Trieste (Italy), 2018, 29-31 January
Materials are crucial to scientific and technological advances and industrial competitiveness, and to tackle key societal challenges — from energy and environment to healthcare, information and communications, manufacturing, safety and transportation. Computational science, with the current accuracy and predictive power, can play a very relevant role in this respect by boosting materials design and discovery.
In this scenario, scientific objectives and computational technological perspectives are nowadays more intertwined than ever. The MaX Centre (Materials Design at the Exascale), one of the nine Centres of Excellence for computing applications funded by the EU since 2015, has been acting along two core lines, namely, high-performance computing (HPC), in view of the transition to exascale architecture, and high-throughput computing (HTC), with the final aim of building a materials modelling ecosystem.

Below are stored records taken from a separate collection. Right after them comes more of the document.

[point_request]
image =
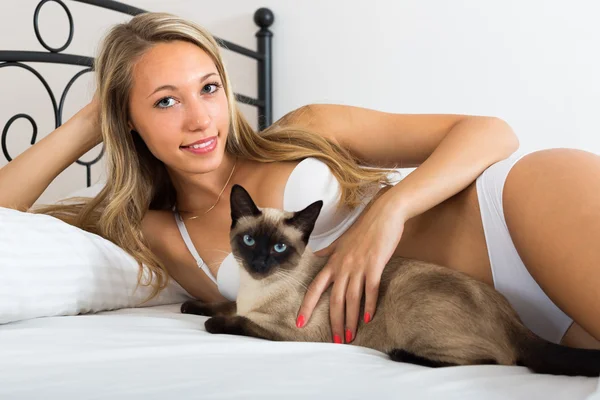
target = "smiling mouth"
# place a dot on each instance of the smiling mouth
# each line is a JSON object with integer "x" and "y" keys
{"x": 200, "y": 145}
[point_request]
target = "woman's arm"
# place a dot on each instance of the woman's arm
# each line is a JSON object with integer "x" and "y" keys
{"x": 450, "y": 151}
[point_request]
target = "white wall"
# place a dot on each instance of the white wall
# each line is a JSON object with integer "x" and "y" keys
{"x": 534, "y": 63}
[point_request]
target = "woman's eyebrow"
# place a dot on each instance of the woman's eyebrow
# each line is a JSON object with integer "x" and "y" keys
{"x": 171, "y": 87}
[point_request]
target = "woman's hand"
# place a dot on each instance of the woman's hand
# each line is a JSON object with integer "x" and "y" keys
{"x": 355, "y": 266}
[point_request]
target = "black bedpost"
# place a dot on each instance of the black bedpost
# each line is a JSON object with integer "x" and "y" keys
{"x": 264, "y": 18}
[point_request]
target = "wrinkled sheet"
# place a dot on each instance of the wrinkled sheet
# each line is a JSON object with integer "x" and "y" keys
{"x": 159, "y": 353}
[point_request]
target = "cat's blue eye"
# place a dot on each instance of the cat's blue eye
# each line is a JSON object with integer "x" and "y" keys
{"x": 280, "y": 247}
{"x": 249, "y": 240}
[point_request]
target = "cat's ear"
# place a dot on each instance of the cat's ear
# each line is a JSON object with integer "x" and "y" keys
{"x": 241, "y": 204}
{"x": 305, "y": 219}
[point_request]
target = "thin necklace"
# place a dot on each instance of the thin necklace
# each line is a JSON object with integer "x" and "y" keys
{"x": 218, "y": 197}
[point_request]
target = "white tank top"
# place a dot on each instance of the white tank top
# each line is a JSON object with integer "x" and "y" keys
{"x": 311, "y": 180}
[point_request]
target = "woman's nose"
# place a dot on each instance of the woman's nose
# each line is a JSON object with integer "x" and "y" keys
{"x": 198, "y": 117}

The MaX Centre has taken the opportunity of its general conference to share with the scientific community its current efforts and future perspectives, as well as to underline the state of the art of both the scientific and the technological innovation which can disruptively impact on material discovery in the next decade.

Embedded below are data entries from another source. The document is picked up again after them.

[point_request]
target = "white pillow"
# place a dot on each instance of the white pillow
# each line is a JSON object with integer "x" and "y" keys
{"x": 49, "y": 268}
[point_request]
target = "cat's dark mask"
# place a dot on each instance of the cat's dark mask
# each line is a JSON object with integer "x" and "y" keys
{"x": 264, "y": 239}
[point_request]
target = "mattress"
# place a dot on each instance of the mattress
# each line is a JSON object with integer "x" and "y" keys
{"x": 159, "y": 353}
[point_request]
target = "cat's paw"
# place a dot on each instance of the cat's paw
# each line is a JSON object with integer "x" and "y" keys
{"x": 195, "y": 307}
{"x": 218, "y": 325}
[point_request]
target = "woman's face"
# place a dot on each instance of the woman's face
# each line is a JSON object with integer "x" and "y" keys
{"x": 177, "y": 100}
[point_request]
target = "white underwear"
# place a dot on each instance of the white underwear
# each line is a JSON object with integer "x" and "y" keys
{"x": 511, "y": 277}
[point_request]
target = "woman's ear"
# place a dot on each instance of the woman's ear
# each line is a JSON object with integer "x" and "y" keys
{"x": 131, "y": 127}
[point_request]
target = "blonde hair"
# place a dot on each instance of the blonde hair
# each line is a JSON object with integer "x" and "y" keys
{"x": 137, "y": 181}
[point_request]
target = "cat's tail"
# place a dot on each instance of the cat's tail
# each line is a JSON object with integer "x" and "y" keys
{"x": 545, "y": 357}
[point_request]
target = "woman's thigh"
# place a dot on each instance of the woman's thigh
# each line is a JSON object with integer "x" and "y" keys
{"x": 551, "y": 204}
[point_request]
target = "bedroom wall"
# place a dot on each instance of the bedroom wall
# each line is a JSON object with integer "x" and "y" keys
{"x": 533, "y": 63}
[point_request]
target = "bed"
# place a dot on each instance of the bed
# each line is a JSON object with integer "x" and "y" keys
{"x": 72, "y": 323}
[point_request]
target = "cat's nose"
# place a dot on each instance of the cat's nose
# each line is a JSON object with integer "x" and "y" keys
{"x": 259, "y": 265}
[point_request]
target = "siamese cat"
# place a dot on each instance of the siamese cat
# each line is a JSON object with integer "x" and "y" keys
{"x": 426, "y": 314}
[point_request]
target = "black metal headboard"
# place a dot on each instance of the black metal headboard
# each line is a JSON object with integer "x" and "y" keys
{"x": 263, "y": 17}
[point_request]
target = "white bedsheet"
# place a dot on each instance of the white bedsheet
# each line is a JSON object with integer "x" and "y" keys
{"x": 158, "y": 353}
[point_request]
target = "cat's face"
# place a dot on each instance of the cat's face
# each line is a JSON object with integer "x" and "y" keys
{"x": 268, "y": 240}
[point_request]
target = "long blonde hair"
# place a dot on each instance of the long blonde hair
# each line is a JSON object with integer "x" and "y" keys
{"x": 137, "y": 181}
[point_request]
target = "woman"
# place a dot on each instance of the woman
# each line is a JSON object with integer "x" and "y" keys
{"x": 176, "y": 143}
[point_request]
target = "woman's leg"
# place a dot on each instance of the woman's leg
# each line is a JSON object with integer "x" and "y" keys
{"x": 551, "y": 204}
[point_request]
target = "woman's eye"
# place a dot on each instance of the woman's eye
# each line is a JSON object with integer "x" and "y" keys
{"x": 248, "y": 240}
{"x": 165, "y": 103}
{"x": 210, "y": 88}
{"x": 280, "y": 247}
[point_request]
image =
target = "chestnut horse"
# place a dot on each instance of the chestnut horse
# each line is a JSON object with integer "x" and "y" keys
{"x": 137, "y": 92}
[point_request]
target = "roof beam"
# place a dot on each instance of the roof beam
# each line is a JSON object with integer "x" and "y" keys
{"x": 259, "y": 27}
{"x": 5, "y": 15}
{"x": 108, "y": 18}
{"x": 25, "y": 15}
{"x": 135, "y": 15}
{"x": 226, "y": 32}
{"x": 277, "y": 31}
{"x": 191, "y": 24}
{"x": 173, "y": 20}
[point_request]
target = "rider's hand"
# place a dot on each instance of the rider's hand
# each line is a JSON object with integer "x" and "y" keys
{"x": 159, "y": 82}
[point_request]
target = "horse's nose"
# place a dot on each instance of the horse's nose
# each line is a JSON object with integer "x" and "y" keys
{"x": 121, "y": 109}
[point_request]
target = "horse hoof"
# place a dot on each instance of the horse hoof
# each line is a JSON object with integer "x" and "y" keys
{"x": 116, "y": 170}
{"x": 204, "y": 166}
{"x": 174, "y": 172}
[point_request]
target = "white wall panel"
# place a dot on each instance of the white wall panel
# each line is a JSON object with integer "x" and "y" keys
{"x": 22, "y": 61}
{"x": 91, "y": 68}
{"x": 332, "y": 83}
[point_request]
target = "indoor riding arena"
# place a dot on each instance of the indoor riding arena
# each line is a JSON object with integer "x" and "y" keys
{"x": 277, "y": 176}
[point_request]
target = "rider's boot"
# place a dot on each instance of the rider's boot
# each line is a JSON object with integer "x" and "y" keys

The general focus of the Conference was on scientific advances in computational materials research, as well as future developments in the exascale perspective.

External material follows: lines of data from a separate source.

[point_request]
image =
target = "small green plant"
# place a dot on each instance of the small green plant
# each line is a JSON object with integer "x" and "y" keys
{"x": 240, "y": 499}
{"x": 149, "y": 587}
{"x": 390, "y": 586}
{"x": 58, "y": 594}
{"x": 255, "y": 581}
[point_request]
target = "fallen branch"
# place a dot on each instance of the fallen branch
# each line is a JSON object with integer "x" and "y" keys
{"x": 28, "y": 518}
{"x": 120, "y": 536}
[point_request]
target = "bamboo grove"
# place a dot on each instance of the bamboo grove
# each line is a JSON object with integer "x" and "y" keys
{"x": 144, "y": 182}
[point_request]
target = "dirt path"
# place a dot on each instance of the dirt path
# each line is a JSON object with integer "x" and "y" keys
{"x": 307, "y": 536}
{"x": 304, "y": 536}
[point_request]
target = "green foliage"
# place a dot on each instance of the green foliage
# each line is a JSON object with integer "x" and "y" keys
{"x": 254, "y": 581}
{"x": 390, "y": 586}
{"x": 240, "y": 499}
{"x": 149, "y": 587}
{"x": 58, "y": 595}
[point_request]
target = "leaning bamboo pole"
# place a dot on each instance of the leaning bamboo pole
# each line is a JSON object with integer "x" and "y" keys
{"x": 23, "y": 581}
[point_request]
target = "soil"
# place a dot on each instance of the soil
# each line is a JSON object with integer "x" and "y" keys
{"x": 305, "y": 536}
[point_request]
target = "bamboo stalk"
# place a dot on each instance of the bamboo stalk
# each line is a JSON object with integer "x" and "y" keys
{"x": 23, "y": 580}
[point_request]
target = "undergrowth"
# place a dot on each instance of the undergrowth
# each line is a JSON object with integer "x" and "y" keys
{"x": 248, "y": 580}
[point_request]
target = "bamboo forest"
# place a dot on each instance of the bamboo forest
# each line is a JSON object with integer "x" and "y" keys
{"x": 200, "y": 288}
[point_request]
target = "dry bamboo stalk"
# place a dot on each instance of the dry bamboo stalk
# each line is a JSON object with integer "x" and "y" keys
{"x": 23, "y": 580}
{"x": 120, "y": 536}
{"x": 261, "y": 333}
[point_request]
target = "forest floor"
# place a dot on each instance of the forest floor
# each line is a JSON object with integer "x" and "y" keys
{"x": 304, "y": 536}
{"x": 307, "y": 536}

The program included sessions with invited speakers only plus a dedicated poster session on topics including – but not limited to -:
- Scientific advances in materials research exploiting high-performance computing
- High-throughput computing for materials discovery
- New avenues from data analytics / artificial intelligence in materials science
- Trends in high performance computing and codesign towards exascale
- New algorithms for first principles simulation.